ACP Front End Production Capabilities22 Jan 2020 09:50
Hello Backwoodsman apologies for the late response. Yes I am very much invested in ACP and am looking forward to 2020 here because there is much to like.
I find it most intriguing that ACP secured a further 3rd offtake just 10 days after the 15th Oct RNS, that delivered the resource upgrade and that this offtake brought ;
"the total offtake under an MOU to 60,000tpa representing 122% of the 49,000tpa average annual production target."
(RNS 25th Oct 2019)
If the first 2 offtakes remain relevant, which the 25th October RNS states they are, then why have ACP committed to a further 25,000tpa, at such a late stage?
The key it would seem is in the throughput, which in the Scoping Study is set at 400,000 tpa, which makes sense as the processing plant will be sized as such.
However, the "average of 49,000tpa of high quality graphite products during a 32 year life of mine". . . "is based on an average life of mine grade of 12.5% Total Graphitic Carbon (‘TGC’)" (Scoping Study RNS 27th March 2018).
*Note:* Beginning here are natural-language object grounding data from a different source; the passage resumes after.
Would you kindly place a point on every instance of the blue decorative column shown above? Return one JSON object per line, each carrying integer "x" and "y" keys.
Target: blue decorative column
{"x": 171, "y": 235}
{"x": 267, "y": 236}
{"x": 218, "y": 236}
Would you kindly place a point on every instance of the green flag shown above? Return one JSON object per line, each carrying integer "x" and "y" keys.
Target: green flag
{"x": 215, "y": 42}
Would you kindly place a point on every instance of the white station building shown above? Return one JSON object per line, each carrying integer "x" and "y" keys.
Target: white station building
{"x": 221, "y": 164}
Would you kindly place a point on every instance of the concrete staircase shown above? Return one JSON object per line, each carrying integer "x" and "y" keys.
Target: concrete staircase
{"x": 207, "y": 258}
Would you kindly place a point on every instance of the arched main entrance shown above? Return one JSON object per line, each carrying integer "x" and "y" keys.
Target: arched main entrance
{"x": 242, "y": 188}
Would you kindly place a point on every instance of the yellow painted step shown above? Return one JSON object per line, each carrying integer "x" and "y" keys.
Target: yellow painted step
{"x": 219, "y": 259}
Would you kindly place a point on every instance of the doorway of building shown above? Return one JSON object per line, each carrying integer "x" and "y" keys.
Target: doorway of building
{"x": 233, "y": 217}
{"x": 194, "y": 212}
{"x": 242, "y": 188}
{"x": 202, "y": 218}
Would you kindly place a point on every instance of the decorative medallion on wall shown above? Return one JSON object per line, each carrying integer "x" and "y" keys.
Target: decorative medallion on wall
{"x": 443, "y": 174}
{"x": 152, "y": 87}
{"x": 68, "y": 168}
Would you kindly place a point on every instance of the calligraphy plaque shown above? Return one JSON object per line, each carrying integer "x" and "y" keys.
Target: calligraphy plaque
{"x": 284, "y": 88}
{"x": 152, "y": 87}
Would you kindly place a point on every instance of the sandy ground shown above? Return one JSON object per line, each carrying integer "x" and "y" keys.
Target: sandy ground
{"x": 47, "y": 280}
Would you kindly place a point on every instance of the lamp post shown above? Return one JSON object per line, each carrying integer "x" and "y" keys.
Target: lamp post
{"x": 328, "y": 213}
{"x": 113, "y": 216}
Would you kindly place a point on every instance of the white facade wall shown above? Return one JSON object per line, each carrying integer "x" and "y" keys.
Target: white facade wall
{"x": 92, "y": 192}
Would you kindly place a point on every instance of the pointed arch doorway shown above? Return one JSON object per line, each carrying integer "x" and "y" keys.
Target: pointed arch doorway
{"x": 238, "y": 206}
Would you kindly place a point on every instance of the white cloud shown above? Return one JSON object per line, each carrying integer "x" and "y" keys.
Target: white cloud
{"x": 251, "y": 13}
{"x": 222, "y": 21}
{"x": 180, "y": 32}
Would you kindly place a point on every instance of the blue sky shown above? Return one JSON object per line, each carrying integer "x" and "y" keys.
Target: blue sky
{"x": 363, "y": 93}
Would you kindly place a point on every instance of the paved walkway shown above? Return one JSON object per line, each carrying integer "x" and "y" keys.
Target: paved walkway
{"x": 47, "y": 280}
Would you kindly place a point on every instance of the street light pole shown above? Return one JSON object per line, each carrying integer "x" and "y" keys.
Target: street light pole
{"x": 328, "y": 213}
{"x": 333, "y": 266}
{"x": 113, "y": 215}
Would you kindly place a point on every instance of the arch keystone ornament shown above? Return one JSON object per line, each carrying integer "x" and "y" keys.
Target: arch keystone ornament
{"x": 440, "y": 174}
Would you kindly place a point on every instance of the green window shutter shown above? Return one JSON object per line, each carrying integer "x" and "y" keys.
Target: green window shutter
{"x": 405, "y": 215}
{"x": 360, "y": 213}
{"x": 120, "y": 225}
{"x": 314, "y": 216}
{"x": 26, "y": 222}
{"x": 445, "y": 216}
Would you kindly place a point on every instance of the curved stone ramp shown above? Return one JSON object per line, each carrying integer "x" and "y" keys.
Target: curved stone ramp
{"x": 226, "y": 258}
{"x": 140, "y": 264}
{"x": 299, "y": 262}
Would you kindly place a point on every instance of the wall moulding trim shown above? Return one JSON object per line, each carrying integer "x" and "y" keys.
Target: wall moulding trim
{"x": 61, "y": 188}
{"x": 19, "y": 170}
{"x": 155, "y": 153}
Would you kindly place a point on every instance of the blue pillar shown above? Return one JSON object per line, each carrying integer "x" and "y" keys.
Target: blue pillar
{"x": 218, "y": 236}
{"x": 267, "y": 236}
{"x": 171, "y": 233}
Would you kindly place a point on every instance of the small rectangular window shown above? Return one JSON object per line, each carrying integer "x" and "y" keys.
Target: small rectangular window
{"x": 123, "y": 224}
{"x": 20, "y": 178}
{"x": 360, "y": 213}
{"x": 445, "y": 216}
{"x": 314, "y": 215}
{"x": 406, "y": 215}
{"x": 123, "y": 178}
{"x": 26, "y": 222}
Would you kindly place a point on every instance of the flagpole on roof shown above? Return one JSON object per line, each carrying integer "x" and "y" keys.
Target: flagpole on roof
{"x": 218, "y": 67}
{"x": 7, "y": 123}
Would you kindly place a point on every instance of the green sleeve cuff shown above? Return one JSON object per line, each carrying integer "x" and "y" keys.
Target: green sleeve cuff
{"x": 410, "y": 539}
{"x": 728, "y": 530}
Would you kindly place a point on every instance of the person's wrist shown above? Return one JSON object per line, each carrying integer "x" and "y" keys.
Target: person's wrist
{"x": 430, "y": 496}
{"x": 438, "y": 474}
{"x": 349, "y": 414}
The resource upgrade that was released on 15th October 2019 and which was highlighted in what was ACP's first tweet of 2020 (a point worthy of observation when one considered they tweeted 25 times in December 2019 alone), delivered 4.3Mt of resources at an average 15.9% head grade. That is a very noteworthy 27.2% higher average head grade than the Scoping Study average, over what should be the first 10 years of the mine's life.
According to the scoping study, the average 49,000tpa is based on 13Mt of resource at 12.5%. That equates to 1,625,000 tonnes of contained graphite of which 1,592,500 tonnes is extractable over the 32 year mine life. That equates to 98%.
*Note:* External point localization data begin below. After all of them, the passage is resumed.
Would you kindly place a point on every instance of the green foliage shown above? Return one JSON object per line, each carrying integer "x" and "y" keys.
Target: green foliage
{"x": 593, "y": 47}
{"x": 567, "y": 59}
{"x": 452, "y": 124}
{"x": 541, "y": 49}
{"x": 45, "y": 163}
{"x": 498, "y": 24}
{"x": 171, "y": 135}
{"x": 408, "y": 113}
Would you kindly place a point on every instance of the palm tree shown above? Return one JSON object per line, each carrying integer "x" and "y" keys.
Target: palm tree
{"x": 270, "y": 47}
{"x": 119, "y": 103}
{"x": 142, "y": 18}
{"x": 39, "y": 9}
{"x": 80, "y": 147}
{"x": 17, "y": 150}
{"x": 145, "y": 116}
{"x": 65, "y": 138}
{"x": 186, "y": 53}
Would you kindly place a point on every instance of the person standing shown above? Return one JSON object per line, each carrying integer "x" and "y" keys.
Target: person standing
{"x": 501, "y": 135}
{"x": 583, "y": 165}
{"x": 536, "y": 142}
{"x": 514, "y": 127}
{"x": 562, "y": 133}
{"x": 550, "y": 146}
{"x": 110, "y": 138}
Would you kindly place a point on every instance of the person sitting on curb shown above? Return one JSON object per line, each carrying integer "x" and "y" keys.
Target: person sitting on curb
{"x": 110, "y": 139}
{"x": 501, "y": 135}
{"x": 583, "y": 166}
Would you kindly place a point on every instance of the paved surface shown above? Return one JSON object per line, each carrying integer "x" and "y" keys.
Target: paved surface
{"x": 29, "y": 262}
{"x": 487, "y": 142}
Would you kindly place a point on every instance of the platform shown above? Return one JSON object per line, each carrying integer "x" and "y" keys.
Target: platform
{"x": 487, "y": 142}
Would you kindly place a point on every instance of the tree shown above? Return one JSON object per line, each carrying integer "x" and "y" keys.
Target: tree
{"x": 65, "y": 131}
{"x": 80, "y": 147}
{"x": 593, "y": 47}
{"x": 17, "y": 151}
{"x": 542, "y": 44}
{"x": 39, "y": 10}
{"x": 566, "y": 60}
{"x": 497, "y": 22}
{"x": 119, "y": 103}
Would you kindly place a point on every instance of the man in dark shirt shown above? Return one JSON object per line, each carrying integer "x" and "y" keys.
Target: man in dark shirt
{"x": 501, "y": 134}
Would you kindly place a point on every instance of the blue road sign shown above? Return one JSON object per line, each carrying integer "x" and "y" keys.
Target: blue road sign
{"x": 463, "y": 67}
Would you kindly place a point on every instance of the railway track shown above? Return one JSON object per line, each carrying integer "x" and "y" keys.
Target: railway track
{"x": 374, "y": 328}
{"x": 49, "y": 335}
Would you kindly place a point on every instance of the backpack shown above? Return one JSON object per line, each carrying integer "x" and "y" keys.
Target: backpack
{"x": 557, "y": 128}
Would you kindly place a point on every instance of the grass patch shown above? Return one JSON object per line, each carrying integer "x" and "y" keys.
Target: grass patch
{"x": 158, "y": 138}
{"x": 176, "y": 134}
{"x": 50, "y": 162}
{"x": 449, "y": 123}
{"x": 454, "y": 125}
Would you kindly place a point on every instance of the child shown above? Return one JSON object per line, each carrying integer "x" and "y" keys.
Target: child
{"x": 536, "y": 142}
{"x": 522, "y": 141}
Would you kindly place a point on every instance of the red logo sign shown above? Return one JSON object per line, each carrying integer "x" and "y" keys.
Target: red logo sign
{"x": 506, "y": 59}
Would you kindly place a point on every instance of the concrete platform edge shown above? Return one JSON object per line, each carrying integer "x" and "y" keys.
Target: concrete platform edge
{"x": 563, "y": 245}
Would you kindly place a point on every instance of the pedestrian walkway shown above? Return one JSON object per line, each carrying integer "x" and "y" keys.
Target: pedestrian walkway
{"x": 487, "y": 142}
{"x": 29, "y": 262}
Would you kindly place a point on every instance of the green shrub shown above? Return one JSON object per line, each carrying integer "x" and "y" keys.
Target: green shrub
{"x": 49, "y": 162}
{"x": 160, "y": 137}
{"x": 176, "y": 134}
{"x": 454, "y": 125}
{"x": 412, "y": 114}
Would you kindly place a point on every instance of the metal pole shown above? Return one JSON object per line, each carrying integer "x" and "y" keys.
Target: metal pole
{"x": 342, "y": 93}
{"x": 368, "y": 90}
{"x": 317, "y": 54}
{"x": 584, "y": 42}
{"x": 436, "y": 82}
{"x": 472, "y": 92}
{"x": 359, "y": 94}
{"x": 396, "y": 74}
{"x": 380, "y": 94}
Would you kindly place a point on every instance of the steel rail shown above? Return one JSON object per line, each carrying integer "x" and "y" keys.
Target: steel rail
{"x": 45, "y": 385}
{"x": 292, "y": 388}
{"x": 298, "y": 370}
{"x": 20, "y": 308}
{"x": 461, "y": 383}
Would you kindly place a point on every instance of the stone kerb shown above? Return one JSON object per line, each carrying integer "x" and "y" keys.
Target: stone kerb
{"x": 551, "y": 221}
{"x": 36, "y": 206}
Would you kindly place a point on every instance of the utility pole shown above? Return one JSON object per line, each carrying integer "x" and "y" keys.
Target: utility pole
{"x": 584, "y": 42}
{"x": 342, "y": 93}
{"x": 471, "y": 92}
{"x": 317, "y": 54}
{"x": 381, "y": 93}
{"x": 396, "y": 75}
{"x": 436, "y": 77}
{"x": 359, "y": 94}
What that means is that in the first 10.75 years (4.3Mt/400,000tpa), the same throughput should gain access to 683,700 tonnes of contained graphite, which at 98% extraction, equates to a front end (c. 10 years) 670,000 tonnes of graphite, at circa 62,300tpa.
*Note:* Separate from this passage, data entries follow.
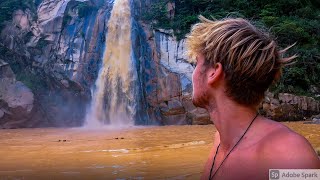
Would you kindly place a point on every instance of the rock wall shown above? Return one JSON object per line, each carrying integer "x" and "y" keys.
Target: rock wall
{"x": 55, "y": 54}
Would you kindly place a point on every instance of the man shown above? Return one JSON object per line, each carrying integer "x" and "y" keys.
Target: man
{"x": 235, "y": 65}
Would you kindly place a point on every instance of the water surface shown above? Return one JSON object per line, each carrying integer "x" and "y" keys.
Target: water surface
{"x": 170, "y": 152}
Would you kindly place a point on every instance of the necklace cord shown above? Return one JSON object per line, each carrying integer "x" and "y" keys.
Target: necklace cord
{"x": 210, "y": 177}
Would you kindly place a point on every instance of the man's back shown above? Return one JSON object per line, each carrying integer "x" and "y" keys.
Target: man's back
{"x": 265, "y": 147}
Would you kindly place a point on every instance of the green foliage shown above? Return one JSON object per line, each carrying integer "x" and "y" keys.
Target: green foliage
{"x": 290, "y": 21}
{"x": 7, "y": 7}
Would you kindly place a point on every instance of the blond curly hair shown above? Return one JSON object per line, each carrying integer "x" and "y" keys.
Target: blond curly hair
{"x": 250, "y": 58}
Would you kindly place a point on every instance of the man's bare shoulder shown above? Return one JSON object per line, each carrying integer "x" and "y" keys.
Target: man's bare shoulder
{"x": 283, "y": 148}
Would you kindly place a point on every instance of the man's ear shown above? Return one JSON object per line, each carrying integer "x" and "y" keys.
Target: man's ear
{"x": 215, "y": 73}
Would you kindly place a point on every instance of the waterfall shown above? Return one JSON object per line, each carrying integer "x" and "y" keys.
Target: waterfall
{"x": 114, "y": 97}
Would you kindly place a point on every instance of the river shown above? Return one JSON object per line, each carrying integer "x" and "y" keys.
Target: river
{"x": 167, "y": 152}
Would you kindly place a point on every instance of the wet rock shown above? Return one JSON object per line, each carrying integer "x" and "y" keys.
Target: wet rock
{"x": 199, "y": 116}
{"x": 173, "y": 107}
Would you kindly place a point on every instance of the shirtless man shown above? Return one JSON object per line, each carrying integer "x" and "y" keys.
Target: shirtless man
{"x": 235, "y": 65}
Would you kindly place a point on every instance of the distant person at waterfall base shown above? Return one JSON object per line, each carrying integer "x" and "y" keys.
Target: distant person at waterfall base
{"x": 235, "y": 64}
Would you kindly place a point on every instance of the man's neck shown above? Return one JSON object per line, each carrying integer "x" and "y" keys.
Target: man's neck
{"x": 231, "y": 120}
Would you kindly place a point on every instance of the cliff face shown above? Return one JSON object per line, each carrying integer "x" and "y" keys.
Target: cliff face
{"x": 55, "y": 54}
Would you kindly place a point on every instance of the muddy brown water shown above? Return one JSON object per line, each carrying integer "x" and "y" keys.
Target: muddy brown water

The latest MOU, signed as I say, 10 days post the resource upgrade, which delivered the confirmation that the front end resource was there, took the total offtakes to 60,000tpa.
That sum fits very nicely into the above figures and is for me why ACP are so keen to talk about that resource upgrade.
Furthermore, all 3 offtakes are for "an initial term of five years," which makes perfect sense given the higher output can only come in that first phase of far superior head grades.
The DFS may well still deliver a 32 year mine life at 'average' 49,000tpa, but the October update states that the mine is capable of operating at 20% higher. If so then the operating cost in those first 10 years will be much lower, EBITDA much higher, and cash flows to expand the throughout for when lower grades come through, much stronger.
The above is hidden in plain sight in the Scoping Study, but I don't believe a great many investors actually appreciate it yet.